Ahmose Pennechbet

last update: 29.12.2006

Historical Data

Name Title(s)   Origin Tomb
Ahmose Pen-nechbet
JaH-msw P-A-n-nXbt
Chief Steward of the Storehouse (Granary, etc.)
Officer, Treasurer,  King's first son of Elkab
already testified during the reign of Thutmosis II; one of the tutors of  Princess Neferu-Ra;
his wife Ipu (Ipw) is possibly identical with the nurse of Thutmosis III who was also called Ipu (Roehrig, 1990) and who had been the mother of his Great Royal Wife ZAt-JaH (SatJah); testified at least until regnal year 5
(Helck, W., ZÄS 121, 1994)
Elkab Tomb Nr. 2 in Elkab together with his brother Chaemwese (P&M V, 176/177)

Thebes, since funerary cones were found only at Thebes

Children: none known      
P&M = Porter and Moss

The tomb of Pennechbet at Elkab is largely destroyed and not accessible for the public (see photos below). It is located only a few meters right of the staircase leading to the tombs opened (the re arrows marks the location).

The top left photo shows the entrance of the tomb, the top right photo shows the destroyed room. Right and left from the entrance there are still remains of the original inscriptions (photo by E. Noppes).
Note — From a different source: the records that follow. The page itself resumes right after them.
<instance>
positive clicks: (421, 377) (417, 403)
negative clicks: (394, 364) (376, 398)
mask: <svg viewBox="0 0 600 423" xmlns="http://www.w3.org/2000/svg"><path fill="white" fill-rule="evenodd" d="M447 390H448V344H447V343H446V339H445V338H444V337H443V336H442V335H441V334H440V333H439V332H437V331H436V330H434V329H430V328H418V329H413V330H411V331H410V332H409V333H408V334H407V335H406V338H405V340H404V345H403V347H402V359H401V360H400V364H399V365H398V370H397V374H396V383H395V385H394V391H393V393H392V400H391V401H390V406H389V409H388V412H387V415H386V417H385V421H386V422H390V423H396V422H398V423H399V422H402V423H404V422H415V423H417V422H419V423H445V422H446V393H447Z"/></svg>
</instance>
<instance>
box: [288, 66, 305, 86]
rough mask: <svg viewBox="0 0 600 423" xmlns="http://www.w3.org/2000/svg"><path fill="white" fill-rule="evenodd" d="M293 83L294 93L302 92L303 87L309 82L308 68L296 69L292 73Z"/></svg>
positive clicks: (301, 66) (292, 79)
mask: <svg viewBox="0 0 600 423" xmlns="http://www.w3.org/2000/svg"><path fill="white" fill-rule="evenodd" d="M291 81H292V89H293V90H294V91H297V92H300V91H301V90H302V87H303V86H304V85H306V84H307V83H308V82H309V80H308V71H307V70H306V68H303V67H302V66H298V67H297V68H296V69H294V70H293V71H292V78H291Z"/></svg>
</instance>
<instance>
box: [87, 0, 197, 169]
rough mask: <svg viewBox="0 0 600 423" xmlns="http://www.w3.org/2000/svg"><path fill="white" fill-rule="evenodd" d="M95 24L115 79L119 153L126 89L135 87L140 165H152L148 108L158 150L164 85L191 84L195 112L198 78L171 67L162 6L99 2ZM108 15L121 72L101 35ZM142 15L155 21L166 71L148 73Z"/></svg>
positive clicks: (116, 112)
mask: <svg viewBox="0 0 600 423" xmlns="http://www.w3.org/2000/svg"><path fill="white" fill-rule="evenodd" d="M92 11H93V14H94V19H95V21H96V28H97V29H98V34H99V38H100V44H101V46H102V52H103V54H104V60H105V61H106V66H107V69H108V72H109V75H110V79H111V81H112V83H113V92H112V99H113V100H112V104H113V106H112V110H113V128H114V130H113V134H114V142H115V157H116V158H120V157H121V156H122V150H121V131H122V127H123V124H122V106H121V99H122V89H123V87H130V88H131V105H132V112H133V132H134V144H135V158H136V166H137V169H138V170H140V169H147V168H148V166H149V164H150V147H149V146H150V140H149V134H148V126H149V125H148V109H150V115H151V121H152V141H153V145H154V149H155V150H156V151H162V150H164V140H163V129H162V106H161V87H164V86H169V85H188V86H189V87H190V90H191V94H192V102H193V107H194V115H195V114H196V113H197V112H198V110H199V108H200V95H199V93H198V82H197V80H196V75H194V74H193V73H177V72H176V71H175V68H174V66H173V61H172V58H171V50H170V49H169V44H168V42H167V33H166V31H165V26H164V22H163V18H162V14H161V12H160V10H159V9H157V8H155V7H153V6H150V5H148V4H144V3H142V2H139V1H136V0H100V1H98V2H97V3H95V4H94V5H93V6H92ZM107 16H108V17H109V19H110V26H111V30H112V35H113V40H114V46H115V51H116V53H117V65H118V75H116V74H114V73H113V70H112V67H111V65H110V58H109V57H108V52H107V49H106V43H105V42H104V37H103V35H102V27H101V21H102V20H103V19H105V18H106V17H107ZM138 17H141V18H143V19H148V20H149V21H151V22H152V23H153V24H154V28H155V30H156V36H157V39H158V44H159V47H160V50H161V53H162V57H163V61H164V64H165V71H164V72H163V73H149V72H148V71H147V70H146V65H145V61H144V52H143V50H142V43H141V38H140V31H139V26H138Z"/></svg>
Ahmose Pennechbet has left a rather extensive autobiography in his rock tomb at Elkab. This autobiography was obviously written briefly after the death of Hatshepsut, thus, directly after the start of the autocracy of Thutmosis III. In this autobiography he praises himself to have served under 4 kings:

"I have accompanied the kings of Upper and Lower Egypt, the Gods (= the deceased kings), under which I have lived, on their campaigns to the southern and northern foreign countries, to any place they have gone, the king of Upper and Lower Egypt " Neb-pehti-Ra" (Ahmose I), the blessed one, the king of Upper and Lower Egypt "Djeser-ka-Ra" (Amenhotep I), the blessed one, the king of Upper and Lower Egypt "Aa-cheper-ka-Ra "(Thutmosis I) the blessed one, the king of Upper and Lower Egypt "Aa-cheper-en-Ra" (Thutmosis II) the blessed ones, up to this good God, the king of Upper and Lower Egypt, "Men-cheper-Ra" (Thutmosis III), who may live forever."

Due to this  autobiography he fought with Ahmes I in Syria, with Amenhotep I in Nubia and probably in Libya, with Thutmosis I again in Nubia and against Naharina, and with Thutmosis II against nomads (probably Bedouins from the southern Palestine). 

Furthermore, he says::

"I have also been in the favor of the God's wife, the great royal wife "Maat-ka-Ra" (Hatshepsut), the blessed one; I was the tutor of her great daughter, the king's daughter, Neferu-Ra, the blessed one, when she had been an infant."
(quoted after Dorman, 1988, Grimm, Schoske, 1999).

Ahmose Pennechbet enumerates in his biography only the legitimate order of the kings, the illegitime king Hatshepsut who died shortly before is mentioned only with  her titles "God's Wife of Imen" and "Great Wife of the King". Suddenly, the king Hatshepsut, whom he had served a long time, did not exist any longer.

Enumerating the legitimate predecessors of Thutmosis III (see also Tyldesley, Meyer) possibly points already towards the reason for the persecution of  "Maat-ka-Ra" Hatshepsut (s. also "End and Persecution" of Hatshepsut). 

Destroying her monuments and cartouches as well as replacing her name by his own or those of his father and grandfather proves Thutmosis III as a direct and legitimate successor in the male line of the Thutmosid kings - probably more a political necessity (all had no royal blood) than a personal revenge!

Today, three monuments are assigned to Ahmose-Pennechbet:

- the tomb No. 2 at Elkab, together with his brother Chaemwese;

- a basis of a statue, that is today shown in the Louvre (Catalogue-No. 49);

- and the statue "Mr. Finley" today in the Royal Scottish Museum, Edinburgh (Catalogue-No. 1948.486).

To a large extent the genealogical data given in his tomb are still unpublished (after Vandersleyen (quoted after Graefe, 1981).

The nurse Ipw, mother of the ZAt-JaH Great Royal Wife to Thutmosis III, is testified only once on an offering table from Abydos (today in the museum of Cairo, CG 23034; Roehrig, in 1990). This offering table which was inscribed for her daugther mentions no other members of the family. Since the brother Chaemwese had been responsible for the burial of Ahmose-Pennechbet it is not very likely that Ahmose-Pennechbet had children (which lived long enough to crare for their fatherīs burial. Although they share the name it is very unlikely that the nurse Ipw is identical with the wife of Ahmose-Pennechbet.